A very well argued response, and while I have no doubt that you are mathematically correct, I beg to differ to some extent.
Final table play can be incredibly polarized depending on luck with the cards. You tend to get into a game of rock-paper-scissors where any hand could be your last as an effective force in the tournament.
That is why pros often cut a deal when large amounts of money are involved, or run all-ins two times to increase the possibility of a split pot.
Imagine a tournament that pays 4 places. First prize is $1,000,000 and then there is another million split between 2nd, 3rd, and 4th.
But there are 5 players left in, one of whom will go home empty handed while the others all receive life-changing money. The stacks are all roughly equal in size. There are 150,000 chips in play and the average stack is 30,000 chips and the blinds are 1500/3000, so the average stack is 10 BB.
Obviously it will be to the advantage of all the players to say “let’s do a deal. Lets split the second million 5 ways, so everyone gets life changing money, and then divvy up the other million proportionally among the four winners according to their final place.”
Otherwise there is every chance that on the next hand a player with AA will call a shove from a player with 22, lose, and end up out of the money–and no one wants to be that player!
But you can’t do that on RP, so the most interesting question becomes “what is the best way to get into a position where I am heads up against another opponent, and I start with the largest stack and have him covered?”
Working backwards from that, one sees that the best way to get into that position is probably to be the person who eliminates the third place finisher, and the best way to get into position to eliminate the third place finisher is to eliminate the fourth place finisher, and so on, which is where the rock-paper-scissors analogy comes into play. Is it better to let other players knock each other out so that you can be promoted in the money, or to knock them out yourself, but run the risk of being eliminated yourself when they get lucky and you don’t?
(Just the other day I had an amazing finish where I lost a big pot and was left with only about enough chips for 2 antes on the bubble, and on the very next hand two players with stacks of several thousand chips both busted out and I finished in third place out of 4 paid places. Obviously this would never have happened in a real money game!).

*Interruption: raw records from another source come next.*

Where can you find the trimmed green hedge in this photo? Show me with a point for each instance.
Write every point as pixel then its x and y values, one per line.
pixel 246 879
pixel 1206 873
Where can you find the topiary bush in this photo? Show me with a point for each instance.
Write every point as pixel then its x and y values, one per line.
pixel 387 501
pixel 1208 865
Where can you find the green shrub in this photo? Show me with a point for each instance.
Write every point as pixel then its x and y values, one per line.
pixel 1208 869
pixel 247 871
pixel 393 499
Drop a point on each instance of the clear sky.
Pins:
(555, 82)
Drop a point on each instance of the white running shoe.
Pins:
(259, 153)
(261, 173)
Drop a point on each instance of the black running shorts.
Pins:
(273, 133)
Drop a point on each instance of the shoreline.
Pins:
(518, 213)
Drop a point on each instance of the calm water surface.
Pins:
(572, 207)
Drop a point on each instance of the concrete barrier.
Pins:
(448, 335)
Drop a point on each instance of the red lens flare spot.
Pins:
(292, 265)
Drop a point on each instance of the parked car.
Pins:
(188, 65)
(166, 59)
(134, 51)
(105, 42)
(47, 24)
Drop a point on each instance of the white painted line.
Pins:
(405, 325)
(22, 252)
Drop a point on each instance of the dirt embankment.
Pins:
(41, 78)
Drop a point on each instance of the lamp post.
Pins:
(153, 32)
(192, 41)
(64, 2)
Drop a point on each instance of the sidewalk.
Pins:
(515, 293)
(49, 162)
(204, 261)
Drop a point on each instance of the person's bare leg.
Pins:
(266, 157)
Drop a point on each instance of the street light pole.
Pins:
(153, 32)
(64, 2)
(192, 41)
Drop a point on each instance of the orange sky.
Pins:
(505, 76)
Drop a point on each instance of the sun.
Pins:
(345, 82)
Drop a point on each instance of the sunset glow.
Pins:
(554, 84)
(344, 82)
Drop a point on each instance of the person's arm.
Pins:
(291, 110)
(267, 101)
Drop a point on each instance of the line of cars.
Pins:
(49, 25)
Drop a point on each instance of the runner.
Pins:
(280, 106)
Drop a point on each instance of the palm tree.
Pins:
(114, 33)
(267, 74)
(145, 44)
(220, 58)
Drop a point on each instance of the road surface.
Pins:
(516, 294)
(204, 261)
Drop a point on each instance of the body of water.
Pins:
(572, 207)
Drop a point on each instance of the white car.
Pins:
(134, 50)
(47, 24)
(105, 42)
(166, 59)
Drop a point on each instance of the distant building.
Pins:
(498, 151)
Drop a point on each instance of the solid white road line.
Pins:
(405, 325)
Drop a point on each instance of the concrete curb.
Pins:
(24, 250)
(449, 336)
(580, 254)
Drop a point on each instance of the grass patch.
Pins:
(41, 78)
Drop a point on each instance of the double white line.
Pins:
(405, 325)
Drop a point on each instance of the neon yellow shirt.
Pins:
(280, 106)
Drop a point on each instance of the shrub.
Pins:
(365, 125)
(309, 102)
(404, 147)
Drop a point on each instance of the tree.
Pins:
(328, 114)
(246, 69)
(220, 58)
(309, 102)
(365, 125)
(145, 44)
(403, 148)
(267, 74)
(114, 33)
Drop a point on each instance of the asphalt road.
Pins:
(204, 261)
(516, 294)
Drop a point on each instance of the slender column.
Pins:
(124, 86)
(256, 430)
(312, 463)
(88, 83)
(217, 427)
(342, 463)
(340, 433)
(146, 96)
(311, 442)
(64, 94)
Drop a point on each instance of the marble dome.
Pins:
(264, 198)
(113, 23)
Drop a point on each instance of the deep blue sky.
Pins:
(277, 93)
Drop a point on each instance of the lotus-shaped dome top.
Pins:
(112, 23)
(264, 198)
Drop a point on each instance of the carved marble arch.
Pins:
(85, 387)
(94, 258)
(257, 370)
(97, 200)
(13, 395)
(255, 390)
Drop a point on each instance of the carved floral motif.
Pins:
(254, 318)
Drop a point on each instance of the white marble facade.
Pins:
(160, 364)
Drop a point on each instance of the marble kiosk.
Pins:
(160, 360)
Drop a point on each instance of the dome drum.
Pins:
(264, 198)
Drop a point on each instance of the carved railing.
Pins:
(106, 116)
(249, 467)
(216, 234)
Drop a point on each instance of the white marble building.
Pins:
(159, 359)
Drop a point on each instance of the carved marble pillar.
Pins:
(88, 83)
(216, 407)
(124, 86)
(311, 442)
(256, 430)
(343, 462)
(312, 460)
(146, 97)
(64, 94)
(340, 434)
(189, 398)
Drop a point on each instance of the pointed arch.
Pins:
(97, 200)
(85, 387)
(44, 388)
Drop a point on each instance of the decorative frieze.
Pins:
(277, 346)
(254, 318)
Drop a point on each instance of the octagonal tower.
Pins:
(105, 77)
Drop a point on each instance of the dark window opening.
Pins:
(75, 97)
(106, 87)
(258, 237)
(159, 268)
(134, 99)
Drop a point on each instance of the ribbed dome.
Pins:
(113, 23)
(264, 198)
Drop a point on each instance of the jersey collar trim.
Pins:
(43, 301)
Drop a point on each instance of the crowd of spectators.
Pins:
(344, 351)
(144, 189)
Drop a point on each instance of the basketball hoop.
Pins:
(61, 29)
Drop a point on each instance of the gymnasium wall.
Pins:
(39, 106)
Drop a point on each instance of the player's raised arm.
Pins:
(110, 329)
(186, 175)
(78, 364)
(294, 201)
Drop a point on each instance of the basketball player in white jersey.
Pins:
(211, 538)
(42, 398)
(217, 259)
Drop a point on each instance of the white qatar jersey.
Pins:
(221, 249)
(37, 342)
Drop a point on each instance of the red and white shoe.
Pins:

In the hand where I had JJ in the SB above, by limping in, I kept open the option of seeing whether the BB would shove preflop, and the option of seeing the flop before deciding how to continue. At this point I could certainly afford to fold JJ if the two small stacks went all-in against each other and effectively merged their stacks or I could call if the flop looked favorable to my cause. As it was, I had the perfect flop and the element of deception in the preflop limp meant that they could not suspect that I had JJ.
These are the kind of hands that bust logjams and get you closer to that position where you are heads up and have the largest stack.